Beim Fußball müsse weiter der Sport im Zentrum stehen. „Und wenn der Mittelpunkt sich verändert, indem zum Beispiel Anstoßzeiten nur geändert werden, damit in Asien Fußball geschaut werden kann, dann muss man darüber nachdenken, ob das sinnvoll ist“, sagte Heldt. Der Ex-Mittelfeldspieler ist seit März Manager bei den Niedersachsen. Zuvor war er Sportdirektor beim VfB Stuttgart und dann Sportchef beim FC Schalke 04.

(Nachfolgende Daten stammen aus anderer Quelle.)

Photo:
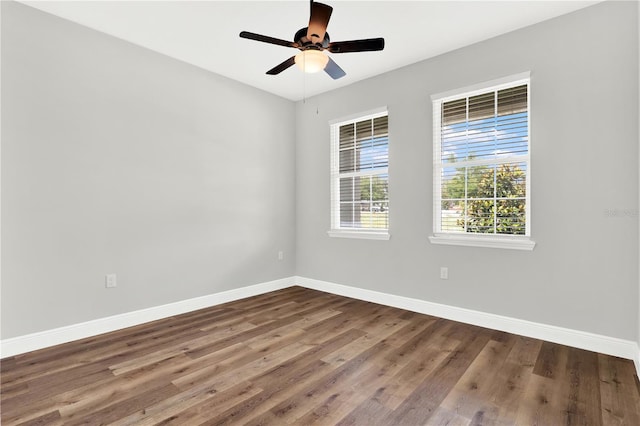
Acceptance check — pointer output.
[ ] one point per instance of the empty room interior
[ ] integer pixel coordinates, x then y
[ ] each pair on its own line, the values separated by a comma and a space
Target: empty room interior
439, 226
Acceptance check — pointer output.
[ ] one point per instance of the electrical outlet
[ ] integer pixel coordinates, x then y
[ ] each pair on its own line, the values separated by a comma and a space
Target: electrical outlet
110, 281
444, 273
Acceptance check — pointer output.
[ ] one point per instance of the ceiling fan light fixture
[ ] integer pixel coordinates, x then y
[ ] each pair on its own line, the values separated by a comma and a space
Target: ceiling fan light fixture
311, 60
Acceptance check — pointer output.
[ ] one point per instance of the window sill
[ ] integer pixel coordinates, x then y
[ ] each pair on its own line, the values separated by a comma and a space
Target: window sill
503, 242
366, 235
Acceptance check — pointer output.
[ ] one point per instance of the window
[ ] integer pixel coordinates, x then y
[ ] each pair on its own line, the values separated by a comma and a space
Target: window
360, 177
481, 166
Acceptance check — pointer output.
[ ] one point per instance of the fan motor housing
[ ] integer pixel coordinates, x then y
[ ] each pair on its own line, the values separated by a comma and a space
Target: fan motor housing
301, 39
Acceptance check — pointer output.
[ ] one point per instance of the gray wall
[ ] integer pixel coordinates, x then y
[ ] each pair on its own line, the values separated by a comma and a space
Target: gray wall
583, 273
119, 160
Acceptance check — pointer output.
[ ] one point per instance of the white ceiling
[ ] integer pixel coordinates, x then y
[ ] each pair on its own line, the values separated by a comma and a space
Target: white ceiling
205, 33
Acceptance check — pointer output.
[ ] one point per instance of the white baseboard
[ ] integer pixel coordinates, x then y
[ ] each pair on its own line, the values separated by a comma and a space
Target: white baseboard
579, 339
593, 342
43, 339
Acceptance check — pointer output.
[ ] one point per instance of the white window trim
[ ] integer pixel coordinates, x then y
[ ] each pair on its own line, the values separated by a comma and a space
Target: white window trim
516, 242
336, 231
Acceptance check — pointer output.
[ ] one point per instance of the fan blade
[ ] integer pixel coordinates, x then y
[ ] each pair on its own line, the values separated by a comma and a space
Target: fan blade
334, 70
267, 39
366, 45
283, 66
318, 21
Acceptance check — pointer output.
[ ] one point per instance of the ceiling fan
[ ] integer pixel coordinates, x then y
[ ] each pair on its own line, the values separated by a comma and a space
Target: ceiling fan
312, 41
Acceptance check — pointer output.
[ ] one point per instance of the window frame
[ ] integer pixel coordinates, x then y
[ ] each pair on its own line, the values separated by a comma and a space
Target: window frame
336, 230
505, 241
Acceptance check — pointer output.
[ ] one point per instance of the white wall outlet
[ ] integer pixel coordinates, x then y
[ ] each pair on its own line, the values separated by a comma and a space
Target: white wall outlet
110, 281
444, 273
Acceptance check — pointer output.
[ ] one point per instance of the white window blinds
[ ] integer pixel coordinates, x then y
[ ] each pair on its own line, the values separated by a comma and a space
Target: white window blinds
481, 161
359, 174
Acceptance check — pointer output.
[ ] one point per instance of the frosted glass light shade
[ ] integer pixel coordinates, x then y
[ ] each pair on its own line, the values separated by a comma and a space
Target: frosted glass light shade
311, 61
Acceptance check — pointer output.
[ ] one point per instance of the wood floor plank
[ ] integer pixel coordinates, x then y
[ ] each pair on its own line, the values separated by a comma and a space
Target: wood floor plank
299, 356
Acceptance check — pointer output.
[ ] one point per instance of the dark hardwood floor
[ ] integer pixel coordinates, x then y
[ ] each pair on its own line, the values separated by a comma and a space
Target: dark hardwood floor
299, 356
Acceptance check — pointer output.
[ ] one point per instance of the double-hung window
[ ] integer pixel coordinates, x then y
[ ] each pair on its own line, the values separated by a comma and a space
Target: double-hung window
481, 165
360, 176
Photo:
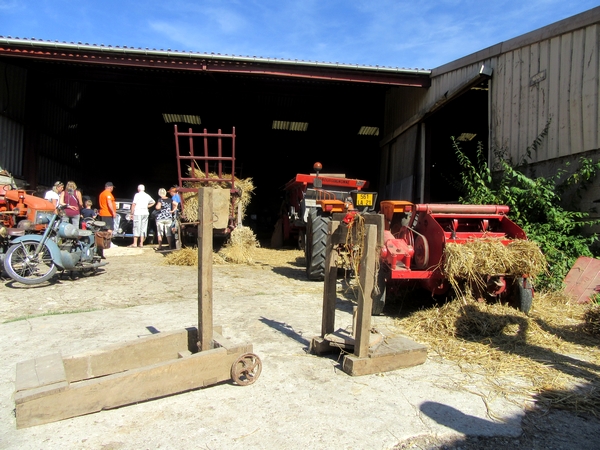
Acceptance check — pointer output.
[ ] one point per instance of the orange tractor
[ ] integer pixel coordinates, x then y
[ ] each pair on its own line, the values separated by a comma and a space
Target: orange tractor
309, 204
21, 213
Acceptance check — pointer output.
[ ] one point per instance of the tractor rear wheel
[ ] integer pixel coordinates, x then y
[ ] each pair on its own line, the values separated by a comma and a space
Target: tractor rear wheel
522, 295
316, 243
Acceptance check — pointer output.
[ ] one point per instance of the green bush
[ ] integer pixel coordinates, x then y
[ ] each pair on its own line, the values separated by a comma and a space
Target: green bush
535, 205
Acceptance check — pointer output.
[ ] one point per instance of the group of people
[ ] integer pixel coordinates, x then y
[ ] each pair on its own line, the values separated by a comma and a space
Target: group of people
76, 209
166, 209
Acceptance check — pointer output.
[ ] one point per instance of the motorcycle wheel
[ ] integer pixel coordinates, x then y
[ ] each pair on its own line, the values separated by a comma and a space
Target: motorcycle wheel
22, 265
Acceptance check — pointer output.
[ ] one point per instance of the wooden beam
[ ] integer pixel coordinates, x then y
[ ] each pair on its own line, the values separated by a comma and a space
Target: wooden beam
329, 290
365, 302
205, 250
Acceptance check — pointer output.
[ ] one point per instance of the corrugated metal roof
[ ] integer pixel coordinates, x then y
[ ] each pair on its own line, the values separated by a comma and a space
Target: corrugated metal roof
40, 43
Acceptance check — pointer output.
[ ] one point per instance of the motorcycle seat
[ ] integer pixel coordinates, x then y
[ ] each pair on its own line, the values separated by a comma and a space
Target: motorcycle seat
15, 232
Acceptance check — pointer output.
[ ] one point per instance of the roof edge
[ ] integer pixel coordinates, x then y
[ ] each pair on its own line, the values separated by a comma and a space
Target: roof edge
124, 50
572, 23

Guimarães sorgt für kurioses Novum

Europa League ohne Europäer: Beim portugiesischen Fußballclub Vitoria Guimarães standen beim 1:1 im Gruppenspiel gegen RB Salzburg am Donnerstag ausschließlich Spieler aus Südamerika und Afrika in der Startelf. Trainer Pedro Martins verzichtete als erster Coach überhaupt in der Europa League gänzlich auf europäische Akteure in seiner Anfangsformation.

Bei Spielbeginn am Donnerstag standen vier Brasilianer, zwei Kolumbianer sowie je ein Fußballer aus Venezuela, Peru, Uruguay, Ghana und der Elfenbeinküste auf dem Platz. In der 57. Minute wechselte Martins den Portugiesen Kiko und damit den ersten Europäer ein.